Now, it's a very tall order if you're trying to do that just through questions and discussion. But if you have a variety of tools that you can use or offer to your participants, then it becomes much easier to facilitate well in a shorter time. Because some tools are good for deeper reflection. Some tools are good for sharing ideas with others. Some tools are good and useful for Planning ahead and so on. So, what takes a long time is the general facilitation skills running a good discussion without the aid of tools.

What takes a shorter time is learning a few tools and using them wisely. And hopefully, that is what participants in this course will discover. Well, when I started out my horizon was UK wide. And so I advertised in the UK journal. Interestingly, advertisement only had one response, but that response came from Beijing. And that was my very first work abroad.

I did a training course out in the Great Wall of China. From that led many other courses, people moved on to different workplaces and then invite me to train there and in various ways, I ended up working throughout the Far East in a number of different countries. And I was also writing books and articles about reviewing in the early 90s. I've continued with the articles, and promoting these on my websites and so on that has also helped quite a lot. But 80% of my work comes directly through referrals. And I feel that's quite a good place to be.

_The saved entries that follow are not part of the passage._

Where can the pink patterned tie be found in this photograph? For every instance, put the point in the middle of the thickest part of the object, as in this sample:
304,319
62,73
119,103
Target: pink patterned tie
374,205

Yes, I've been writing about reviewing for a while and I'm sure I'll keep going. And but reviewing itself is part of a much broader field of experiential learning. And in some ways, it's a very old field because we've been learning from experience since before we could write, but in another sense is a very recent failed because the academic world has only turned its attention to exponential learning relatively recently. But it's learning from experience is a unique human ability. And I feel we should be paying far more attention to it both in a theoretical way, but also in a practical way, so that it's something that everyone can be helped to do better.